ICE blogs

August 12, 2008

Media fight looms on privacy laws

Filed under: ethical space editors blog, Headlines, media policy, journalism, human rights — news_editor @ 2:11 am

The Australian newspaper and other media organisations in the country state that they ‘are readying for a showdown’ if the Australian Law Reform Commission recommends tough new privacy laws today:

The commission’s report could have significant ramifications for news reporting, especially on the lives of well-known people. Justin Quill, a media and litigation lawyer and director of law firm Kelly Hazell, said a privacy law would most affect magazines that specialised in reporting celebrity news, followed by shows such as A Current Affair and Today Tonight and then other news services. Gilbert + Tobin partner Peter Leonard expected the immediate effect of a privacy law would be ‘more cautious reporting around the personal life of celebrities’. For example, he said much of the reporting of former AFL footballer Wayne Carey might be disallowed if a privacy law existed. In its newsletter last week, Gilbert + Tobin said the ALRC’s report was expected to recommend ‘the most significant changes to the Privacy Act in the 20 years of its existence’.

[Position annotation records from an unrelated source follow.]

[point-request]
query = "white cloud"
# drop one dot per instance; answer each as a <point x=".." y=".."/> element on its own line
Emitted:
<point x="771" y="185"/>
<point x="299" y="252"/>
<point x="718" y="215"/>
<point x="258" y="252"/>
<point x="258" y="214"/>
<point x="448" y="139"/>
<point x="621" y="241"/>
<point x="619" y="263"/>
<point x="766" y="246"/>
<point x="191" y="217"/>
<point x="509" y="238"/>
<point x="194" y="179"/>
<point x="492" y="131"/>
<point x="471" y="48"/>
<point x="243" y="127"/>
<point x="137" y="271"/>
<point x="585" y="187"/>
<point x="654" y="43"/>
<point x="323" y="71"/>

The Right to Know Coalition, which represents Australia’s top media groups, including News Limited, publisher of The Australian, on freedom of speech issues - is against a privacy law. The coalition argued a statutory right to privacy would restrain the media’s ability to keep the public informed. Fairfax Media general counsel Gail Hambly said the evidence in Europe, where a privacy law existed, was that it was only used by high-profile people.